Stadtrat Geirhos schilderte am Ende noch seinen Eindruck von der Hybridsitzung: Es hat alles sehr gut geklappt, er hat die Beiträge sehr gut verstanden. Aus dieser Erfahrung heraus wünschte er sich, dass auch bei der Bürgerversammlung ein Livestream angeboten wird. Besser noch sei eine hybride Veranstaltung, damit Bürgerinnen und Bürger auch von zu Hause aus ihre Fragen stellen können. Die Verwaltung wird diesen Vorschlag prüfen.

Florian Vogl (FBU) fragte nach, wann der FBU-Antrag zur Vorstellung der Urbanen Gebiete, der bereits im März eingereicht wurde, auf die Tagesordnung kommt. Bürgermeister Förster verwies auf eine ausführliche Diskussion dazu im Bauausschuss. Daher habe er keine Dringlichkeit gesehen. Im Bauamt ist sehr viel zu tun und Bauanträge seien wichtiger. Auch Herr Thierbach warb für Verständnis, da derzeit immer noch Vorgänge aus einer Vakanz von sieben Monaten abzuarbeiten sind. „Das Verständnis bringen wir gerne entgegen, wir hätten uns nur eine derartige Rückmeldung auf unsere Anfragen gewünscht“, erklärte Vogl.  

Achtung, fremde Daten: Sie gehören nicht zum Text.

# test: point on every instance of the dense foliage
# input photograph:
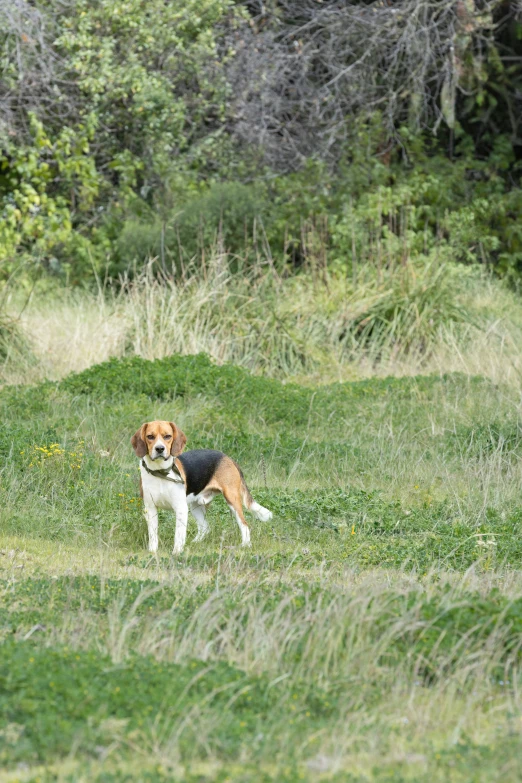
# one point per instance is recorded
(305, 131)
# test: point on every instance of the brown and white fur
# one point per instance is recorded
(194, 479)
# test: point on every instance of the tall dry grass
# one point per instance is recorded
(413, 319)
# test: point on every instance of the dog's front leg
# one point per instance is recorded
(151, 515)
(181, 509)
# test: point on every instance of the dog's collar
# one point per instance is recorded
(164, 474)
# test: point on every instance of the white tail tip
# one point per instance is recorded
(260, 512)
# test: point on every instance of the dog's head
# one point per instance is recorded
(158, 439)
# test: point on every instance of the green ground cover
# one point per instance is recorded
(372, 632)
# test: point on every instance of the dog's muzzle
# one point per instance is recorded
(159, 451)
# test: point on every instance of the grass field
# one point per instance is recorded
(372, 632)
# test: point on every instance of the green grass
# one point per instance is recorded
(372, 632)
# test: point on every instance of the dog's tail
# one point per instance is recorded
(260, 512)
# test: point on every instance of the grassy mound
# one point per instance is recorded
(385, 588)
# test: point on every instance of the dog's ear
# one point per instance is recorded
(178, 440)
(138, 442)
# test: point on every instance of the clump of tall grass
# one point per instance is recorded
(406, 310)
(319, 323)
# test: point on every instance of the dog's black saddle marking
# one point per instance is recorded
(199, 465)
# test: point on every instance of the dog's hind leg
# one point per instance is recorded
(233, 497)
(199, 514)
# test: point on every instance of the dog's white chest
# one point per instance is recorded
(162, 493)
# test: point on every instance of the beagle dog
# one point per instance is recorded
(176, 481)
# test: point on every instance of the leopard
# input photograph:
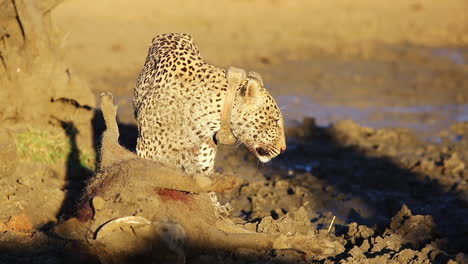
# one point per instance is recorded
(178, 100)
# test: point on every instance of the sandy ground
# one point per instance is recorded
(395, 178)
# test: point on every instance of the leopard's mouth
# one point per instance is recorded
(265, 154)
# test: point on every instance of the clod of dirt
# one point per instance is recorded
(19, 224)
(414, 230)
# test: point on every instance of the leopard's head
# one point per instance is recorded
(257, 120)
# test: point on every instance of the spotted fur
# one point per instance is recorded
(178, 100)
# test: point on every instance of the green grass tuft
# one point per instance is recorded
(48, 147)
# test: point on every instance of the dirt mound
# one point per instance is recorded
(46, 134)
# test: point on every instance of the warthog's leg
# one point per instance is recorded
(111, 151)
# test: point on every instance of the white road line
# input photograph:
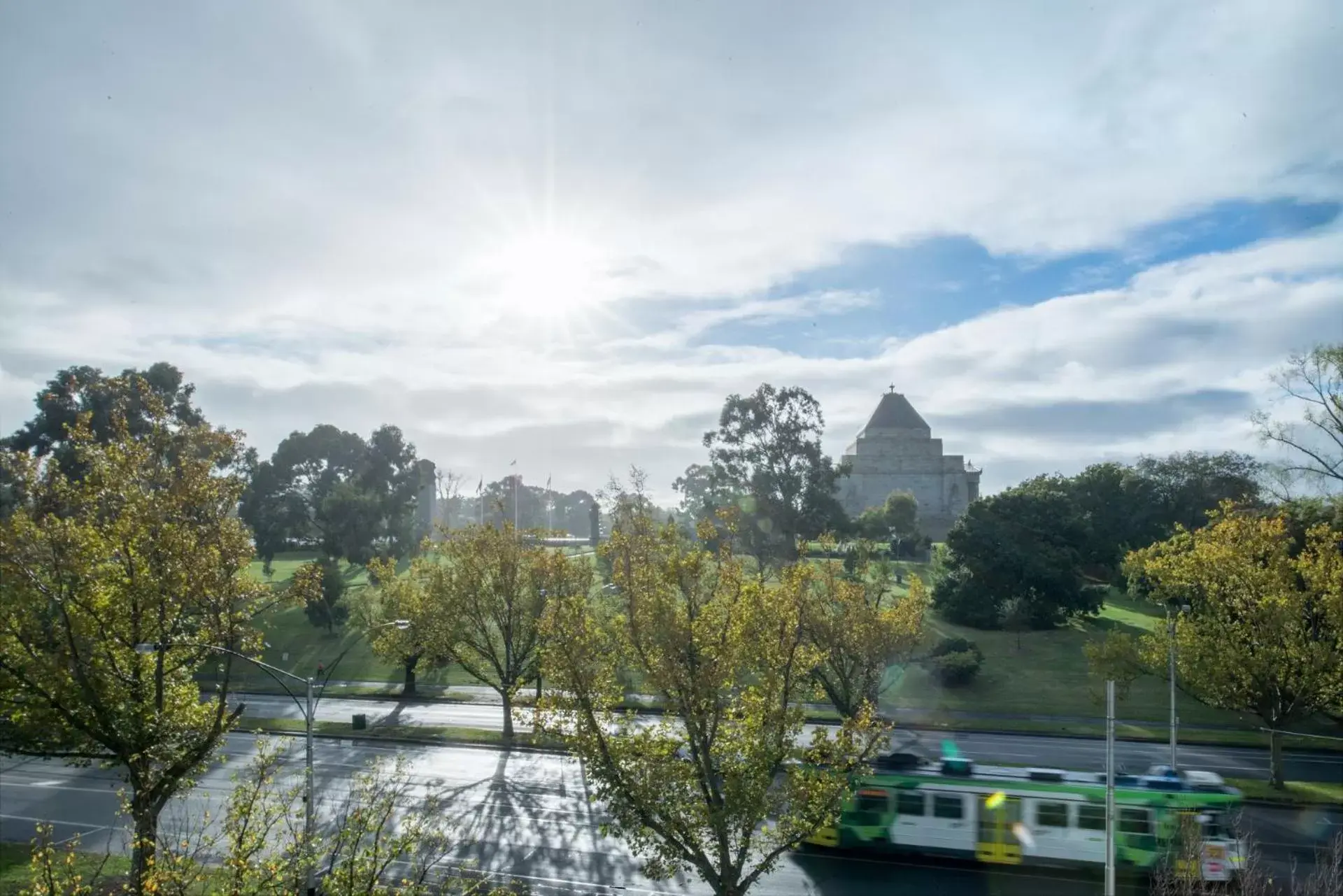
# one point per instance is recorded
(52, 821)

Michael Spatz (FW) bedankte sich im Namen der Waldberger für den Glasfaserausbau. Weiter erkundigte er sich, wann das kaputte Spielgerät am Spielplatz neue Theile repariert wird und wer sich derzeit um die Reinigung des alten Schulhaus kümmert, das am Sonntag erst wieder als Wahllokal genutzt wurde. Klaus Förster wird diese beiden Themen im Nachgang klären.

Ende des öffentlichen Teils 20:51 Uhr.